Tenho lido na internet algumas críticas aos jantares organizados pelas reais associações, em particular ao jantar dos conjurados, daí escrever este pequeno apontamento, no qual sintetizo a minha opinião.
Em primeiro lugar, o jantar dos conjurados é a perpetuação da memória histórica; da memória de indivíduos que arriscaram tudo o que tinham (e alguns deles tinham muito) em prole do bem comum. Os conjurados eram fidalgos de antiga linhagem, possidentes, que podiam ter pactuado com D. Filipe e, consequentemente, retido a sua influência na corte e na sociedade da época. Optaram por não o fazer. Optaram por arriscar uma morte dolorosa e humilhante, a perda de todos os seus bens, o conforto das suas vidas. É nosso dever, não só enquanto monárquicos, mas também enquanto portugueses, garantir que a sua memória perdura. É neste jantar, todos reunidos, que damos graças a Deus por ter levado a iniciativa dos conjurados a bom porto.
Em segundo lugar, o jantar serve um propósito mais prático e mais mundano: fortalecer os laços entre os monárquicos, através do convívio salutar, através da discussão de ideias, através da formação de novos conhecimentos e novas amizades. No jantar dos conjurados que decorreu no CCB estiveram presentes muitos jovens: alguns eram meus amigos, outros meus conhecidos e outros ainda não tinham sido apresentados. Fiquei a conhecer vários, troquei contactos, discuti a possibilidade de novas iniciativas, dei a conhecer a recém-reestruturada Juventude Monárquica do Porto da qual faço parte. Tudo isto faz parte do tão necessário “trabalho de base” para uma maior coordenação entre as várias reais associações e juventudes monárquicas.
Por fim, o jantar é ainda a oportunidade de travar conhecimento com SAR o Sr. D. Duarte — algo que havia feito há bastante tempo – e que tem sempre disponibilidade e paciência para ouvir opiniões dos monárquicos, dar sugestões, partilhar connosco a sua sabedoria que advém de longos anos ao serviço da Pátria.
Termino com uma nota aos que criticam o jantar com acusações de elitismo. Aos que criticam o preço, que olhem para as quantias que gastam em bilhetes para jogos de futebol, presentes de Natal e outros divertimentos frívolos e que olhem para dentro antes de criticar os que se esforçam para reunir os monárquicos num grande evento. Aos que criticam o traje, direi apenas isto: um jantar com a Família Real requer dignidade e protocolo. Se não entendem isto e sugerem que se vá cumprimentar SAR de calças de ganga e camisa por fora das calças, então demonstram uma falta de nível tremenda, já para não falar da mais básica das cortesias para com o Sr. D. Duarte. Aos que criticam o compadrio, tenho apenas a dizer que quanto mais unidos e próximos forem os monárquicos, maior será a força da nossa causa.

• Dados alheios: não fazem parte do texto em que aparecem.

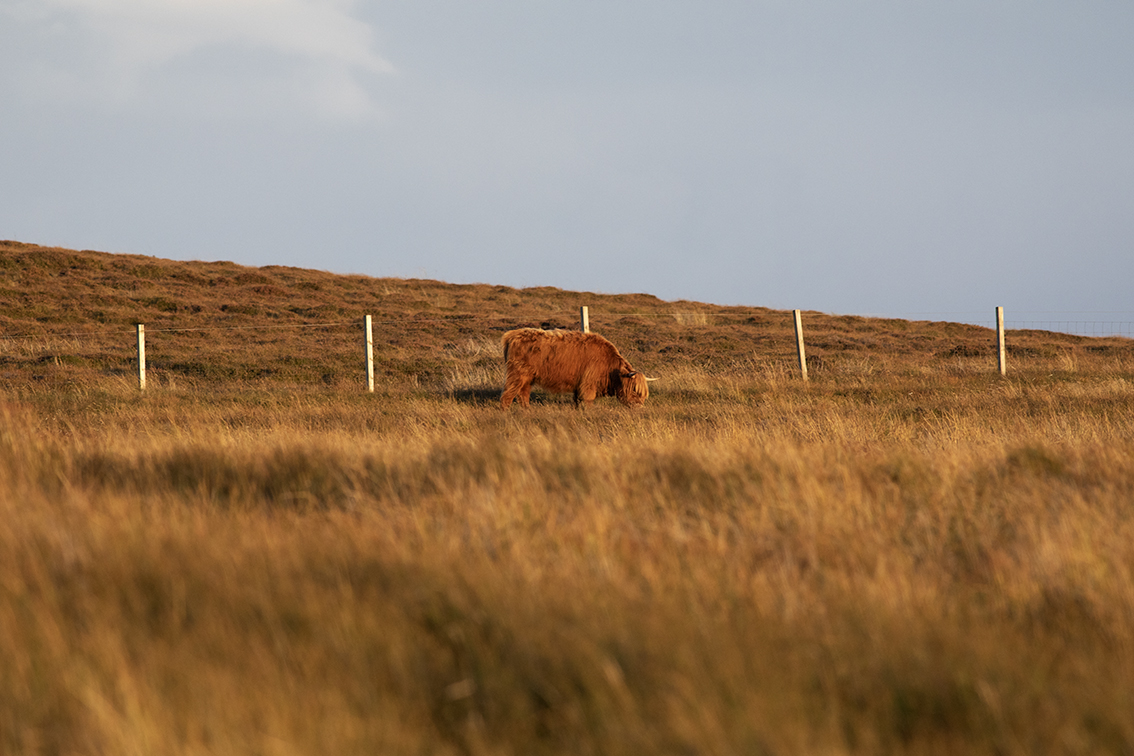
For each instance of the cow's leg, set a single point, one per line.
(515, 385)
(584, 397)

Saúdo SAR o Sr. D. Duarte, Duque de Bragança pela sua mensagem de realismo e de patriotismo, saúdo o Sr. Conde de Avintes (Dr. Luís Lavradio) pelo trabalho que tem feito em prole da Causa Real e saúdo os organizadores do jantar por um evento do qual os monárquicos se podem orgulhar.
Viva El Rey.
Henrique Sousa de Azevedo

2 comentários:
Tem toda a razao caro Henrique!
Não sou monárquico e infelizmente nunca tive a oportunidade de conhecer um que estivesse disposto a uma saudável discussão.

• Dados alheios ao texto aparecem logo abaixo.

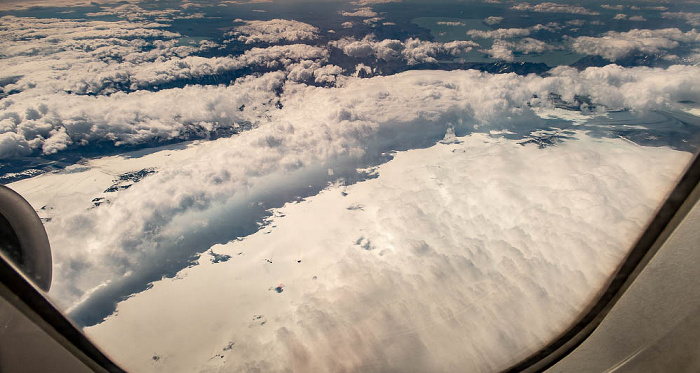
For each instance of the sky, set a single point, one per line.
(368, 186)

Os pontos de crítica repúblicana à Real Causa que refere são frívolos e nesse ponto concordo consigo. Só não consigo perceber porque motivo eu, um mero cidadão sem qualquer ascendência relevante do ponto de vista histórico haveria de votar num sistema que promove e defende quem por mero acaso nasceu neste mundo com o apelido certo, mesmo que a formação pessoal ou académica não seja brilhante e que por isso mereça um destacado lugar na sociedade.

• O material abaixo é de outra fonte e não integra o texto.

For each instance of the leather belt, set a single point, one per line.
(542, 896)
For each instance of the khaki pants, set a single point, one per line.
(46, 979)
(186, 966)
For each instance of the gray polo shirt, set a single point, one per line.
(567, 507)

Visto de fora, o movimento monárquico, e espero não ofender e perdoe-me a minha sinceridade, aproxima-se de uma sociedade tribal, com rituais de sangue (a hereditariedade e o casamento selecto), de entrada (debutantes em clubes elegantes), de aparências (os inumeráveis anéis de brasão que circulam pela nossa cidade) e com um fundamento político do mais precário que existe, no limiar do irracional (porque motivo D. Duarte estaria mais apto a representar o nosso país do que o Cavaco Silva, ou qual é a garantia que nos dada o património genético da família de Bragança?)